With the accelerated development of smart cities, the construction and development of smart grids have an increasing impact on the safe and stable operation of power systems. The benefit evaluation of smart grids can find out the problems of smart grids more comprehensively, which is of great practical significance for the further development of smart cities. In order to ensure accuracy and real-time evaluation, this paper proposes a new hybrid intelligent evaluation model using an improved technique for order preference by similarity to an ideal solution (TOPSIS) and long–short-term memory (LSTM) optimized by a modified sparrow search algorithm (MSSA). First, a set of smart grid benefit evaluation index systems is established in the context of considering smart city development. Then, aiming at the reverse order problem existing in TOPSIS, an improved evaluation model with entropy weight and modified TOPSIS is established. Finally, an intelligent evaluation model based on LSTM with MSSA optimization is designed.

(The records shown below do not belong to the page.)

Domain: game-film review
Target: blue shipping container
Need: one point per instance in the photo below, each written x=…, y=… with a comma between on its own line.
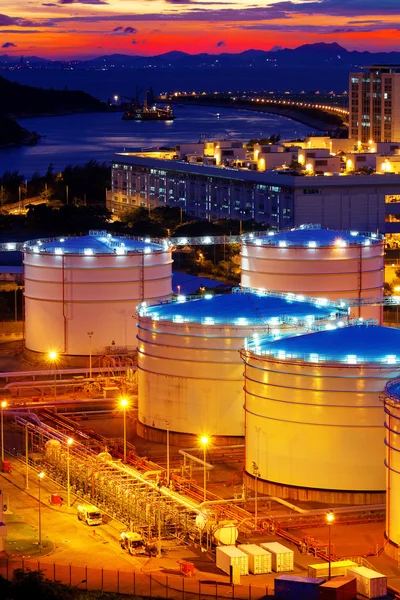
x=291, y=587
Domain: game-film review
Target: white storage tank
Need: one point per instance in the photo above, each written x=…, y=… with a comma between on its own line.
x=92, y=283
x=317, y=262
x=314, y=417
x=190, y=375
x=392, y=464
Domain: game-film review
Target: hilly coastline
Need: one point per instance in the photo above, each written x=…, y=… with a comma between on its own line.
x=18, y=100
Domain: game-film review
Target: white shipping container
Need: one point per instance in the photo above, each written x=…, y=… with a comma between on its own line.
x=260, y=560
x=369, y=583
x=230, y=555
x=282, y=557
x=338, y=568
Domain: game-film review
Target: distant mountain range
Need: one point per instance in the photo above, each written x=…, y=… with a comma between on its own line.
x=311, y=55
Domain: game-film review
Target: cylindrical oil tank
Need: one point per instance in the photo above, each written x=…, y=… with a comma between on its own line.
x=392, y=464
x=318, y=262
x=313, y=413
x=91, y=283
x=190, y=376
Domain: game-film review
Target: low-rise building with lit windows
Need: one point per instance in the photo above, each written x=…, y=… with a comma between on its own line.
x=238, y=189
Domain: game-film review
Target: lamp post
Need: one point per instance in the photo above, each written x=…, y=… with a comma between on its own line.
x=330, y=517
x=167, y=425
x=26, y=457
x=90, y=333
x=3, y=405
x=70, y=441
x=124, y=405
x=205, y=441
x=53, y=357
x=256, y=474
x=40, y=477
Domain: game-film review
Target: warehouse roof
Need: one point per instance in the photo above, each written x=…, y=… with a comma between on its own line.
x=356, y=344
x=240, y=308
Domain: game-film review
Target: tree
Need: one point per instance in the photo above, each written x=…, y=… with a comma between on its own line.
x=33, y=584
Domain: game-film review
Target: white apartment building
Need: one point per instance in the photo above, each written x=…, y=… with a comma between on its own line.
x=374, y=103
x=277, y=198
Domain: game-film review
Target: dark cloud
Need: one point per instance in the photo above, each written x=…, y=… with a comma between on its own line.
x=195, y=14
x=19, y=31
x=82, y=2
x=366, y=22
x=319, y=29
x=348, y=8
x=120, y=30
x=6, y=21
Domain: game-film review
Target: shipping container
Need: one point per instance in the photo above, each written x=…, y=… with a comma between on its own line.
x=337, y=568
x=339, y=588
x=290, y=587
x=260, y=560
x=370, y=584
x=282, y=557
x=230, y=555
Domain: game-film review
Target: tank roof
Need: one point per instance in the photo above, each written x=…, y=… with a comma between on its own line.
x=392, y=389
x=358, y=344
x=241, y=308
x=314, y=237
x=97, y=242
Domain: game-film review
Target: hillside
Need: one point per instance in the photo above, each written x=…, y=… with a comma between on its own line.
x=22, y=100
x=12, y=134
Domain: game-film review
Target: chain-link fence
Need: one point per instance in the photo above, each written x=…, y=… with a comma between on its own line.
x=159, y=585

The example analysis verifies the accuracy of the model proposed, points out the important factors affecting the benefits of smart grids, and provides a new idea to achieve effective evaluation and rapid prediction, which can help to improve the benefit level of smart grids.

Suggested Citation

  • Yi Liang & Yingying Fan & Yongfang Peng & Haigang An, 2022. "Smart Grid Project Benefit Evaluation Based on a Hybrid Intelligent Model," Sustainability, MDPI, vol. 14(17), pages 1-20, September.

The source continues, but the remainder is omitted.